奨励金の事前エントリー期間が始まってから動いたのでは間に合わない可能性が極めて高いため、事前の取得が必須です。
全体の申請スケジュール
- 「GビズIDプライム」アカウントの取得(最優先・約2週間)
- 奨励金事務局の専用ポータルサイトから「事前エントリー」を行う(※ここでGビズIDによる認証が必要です)
- エントリー通過(当選)後、対象となるカスハラ対策(マニュアル作成や機器導入など)を実施する
- 「Jグランツ」システムより、実施報告とあわせて本申請(受給申請)を行う
- 審査完了後、指定口座に40万円が振り込まれる
3. 奨励金の受給に必要な「3つの必須取り組み」
奨励金を受給するためには、GビズIDの用意とあわせて、期間内に以下の3つの取り組みをすべて実施することが求められます。
【取組1】カスハラ対策マニュアルの作成・改定と社内周知
自社専用の「カスハラ対応マニュアル」を新規作成、または既存マニュアルを改定します。
- 必須記載項目: カスハラに対する基本方針、不当要求の判断基準、現場の初期対応手順、上司・専門部署へのエスカレーションフロー、条例に関する言及など。
- 社内周知: 完成したマニュアルを全社に共有(メール送信や社内ポータル掲載等)し、周知した日付の記録(画面キャプチャなど)を保管します。
【取組2】基本方針(ポリシー)の社内・社外への周知
企業としてのカスハラ防止姿勢(基本方針)を明文化し、社内だけでなく顧客へ公表します。
- 社外への周知方法: 公式Webサイトへの掲載、店舗・窓口でのポスター掲示、取引先への案内送付など。

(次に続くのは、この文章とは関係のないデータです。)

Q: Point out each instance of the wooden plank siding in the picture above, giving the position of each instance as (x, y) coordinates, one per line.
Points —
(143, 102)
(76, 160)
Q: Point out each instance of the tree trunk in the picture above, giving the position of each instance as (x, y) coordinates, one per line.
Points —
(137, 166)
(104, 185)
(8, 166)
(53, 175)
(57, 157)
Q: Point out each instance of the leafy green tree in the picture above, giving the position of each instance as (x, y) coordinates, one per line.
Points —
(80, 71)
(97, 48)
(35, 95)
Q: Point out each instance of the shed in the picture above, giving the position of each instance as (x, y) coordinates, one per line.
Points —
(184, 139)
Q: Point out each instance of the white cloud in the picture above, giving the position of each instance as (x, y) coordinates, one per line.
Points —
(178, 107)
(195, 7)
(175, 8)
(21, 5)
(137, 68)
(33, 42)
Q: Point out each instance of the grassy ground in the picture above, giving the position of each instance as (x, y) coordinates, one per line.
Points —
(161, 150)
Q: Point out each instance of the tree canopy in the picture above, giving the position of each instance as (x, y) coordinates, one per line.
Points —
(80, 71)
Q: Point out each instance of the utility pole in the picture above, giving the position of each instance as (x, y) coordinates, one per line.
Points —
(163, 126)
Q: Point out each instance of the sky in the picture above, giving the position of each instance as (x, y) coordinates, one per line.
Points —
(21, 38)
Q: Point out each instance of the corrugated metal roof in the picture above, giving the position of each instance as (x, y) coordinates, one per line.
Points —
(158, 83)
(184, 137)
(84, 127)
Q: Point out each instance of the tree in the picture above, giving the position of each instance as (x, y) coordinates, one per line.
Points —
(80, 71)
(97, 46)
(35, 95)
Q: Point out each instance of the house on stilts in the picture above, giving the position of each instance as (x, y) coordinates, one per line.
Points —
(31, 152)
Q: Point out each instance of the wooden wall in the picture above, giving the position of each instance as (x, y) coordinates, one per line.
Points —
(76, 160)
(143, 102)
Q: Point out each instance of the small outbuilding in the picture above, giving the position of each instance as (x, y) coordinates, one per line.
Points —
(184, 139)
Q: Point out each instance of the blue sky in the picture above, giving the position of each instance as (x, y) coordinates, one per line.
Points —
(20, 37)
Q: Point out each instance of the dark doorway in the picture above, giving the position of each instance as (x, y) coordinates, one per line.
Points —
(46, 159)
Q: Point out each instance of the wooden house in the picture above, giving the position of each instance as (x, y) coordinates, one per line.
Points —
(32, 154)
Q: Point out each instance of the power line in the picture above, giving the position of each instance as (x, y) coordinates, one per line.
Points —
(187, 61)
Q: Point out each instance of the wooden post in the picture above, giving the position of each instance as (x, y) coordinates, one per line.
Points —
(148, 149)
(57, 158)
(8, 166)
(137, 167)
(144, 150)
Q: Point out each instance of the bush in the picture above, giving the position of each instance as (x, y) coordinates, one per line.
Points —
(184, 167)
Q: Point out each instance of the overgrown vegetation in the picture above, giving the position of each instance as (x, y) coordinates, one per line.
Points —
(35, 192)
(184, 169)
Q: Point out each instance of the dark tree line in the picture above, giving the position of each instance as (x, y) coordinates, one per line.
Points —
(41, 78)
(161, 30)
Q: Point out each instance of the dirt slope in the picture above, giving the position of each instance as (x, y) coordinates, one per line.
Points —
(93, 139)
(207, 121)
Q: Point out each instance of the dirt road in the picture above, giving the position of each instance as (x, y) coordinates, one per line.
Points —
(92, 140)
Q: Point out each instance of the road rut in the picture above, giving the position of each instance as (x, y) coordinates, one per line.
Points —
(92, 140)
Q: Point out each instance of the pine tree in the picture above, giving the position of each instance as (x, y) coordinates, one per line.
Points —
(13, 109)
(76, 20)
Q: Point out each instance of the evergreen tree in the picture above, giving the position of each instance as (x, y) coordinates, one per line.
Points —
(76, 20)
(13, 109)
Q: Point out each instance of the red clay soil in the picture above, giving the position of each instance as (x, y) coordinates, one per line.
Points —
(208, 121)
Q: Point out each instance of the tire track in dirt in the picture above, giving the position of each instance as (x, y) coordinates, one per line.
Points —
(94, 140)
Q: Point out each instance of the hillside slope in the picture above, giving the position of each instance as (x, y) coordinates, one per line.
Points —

【取組3】実践的な取り組みの実施(※以下から1つを選択)
以下の3つの選択肢のうち、少なくとも1つの施策を新しく導入・契約します。
【実践的取組の3つの選択肢】
[選択肢A]録音・録画環境の整備
└ 通話録音装置、防犯・監視カメラ、ウェアラブルカメラの新規購入・リース(運用ルールの作成+社外周知が必要)
[選択肢B]AIを活用したシステム等の導入
└ AIクレーム対応シミュレーター(研修用)、感情認識・トラブル自動検知システム、ボイスボット等の導入
[選択肢C]外部人材・専門家の活用
└ 弁護士・社労士等との相談契約、または警備会社との防犯駆け付けサービス等の法人契約(6ヶ月以上)
4. どちらを選ぶ?おすすめの実践的取組例
自社の業種や課題に合わせて、最も導入しやすく効果の高い実践的取組を選びましょう。
- 店舗・接客業・現場対応がある場合
👉 [選択肢A]録画機能付き防犯カメラやウェアラブルカメラの導入
現場の映像・音声データを証拠として残せるため、従業員の心理的安全性が一気に高まります。 - 電話対応・カスタマーサポート(CS)が多い場合
👉 [選択肢B]AIクレームシミュレーターや録音分析ツールの導入
全社的にクレーム対応のロールプレイング研修を実施でき、受給要件もスムーズにクリアできます。 - 自社に法務部門がなく、悪質クレーマー対応に不安がある場合
👉 [選択肢C]弁護士・社労士との顧問・相談契約
いざという時に法的対応を任せられる体制を整えつつ、奨励金の要件を満たせます。
5. 申請前に知っておくべき注意点と成功のコツ
注意点①:非常に人気が高く「早期終了・抽選」になる
本奨励金は全国的なカスハラ関心の高まりから申請が殺到する傾向があります。事前エントリー制が採用され、受付上限(数千件)を超えると受付締め切りや抽選になります。事前エントリー期間が始まったら初日に申請できるよう、書類準備とGビズIDの取得を先行して進めることが必須です。
注意点②:証拠書類(契約書・領収書・写真)の不備に注意
「マニュアルの完成版」「社外・社内へ周知した証拠画面(日付入り)」「購入・契約した機器の領収書や写真」など、各種証拠書類の日付や名義(法人名)が一致していないと審査落ちの原因となります。
6. まとめ:奨励金をフル活用して「義務化」をチャンスに変える
カスハラ対策は単なるコスト(費用)ではなく、「従業員の離職を防ぎ、採用力を高める投資」です。
都内の中小企業や個人事業主の方は、公的支援である「定額40万円奨励金」を活用することで、実質的な費用負担を大幅に抑えながら2026年10月の法定義務化をクリアできます。
まずは今すぐ、政府系アカウントである「GビズIDプライム」の発行手続きからスタートしましょう!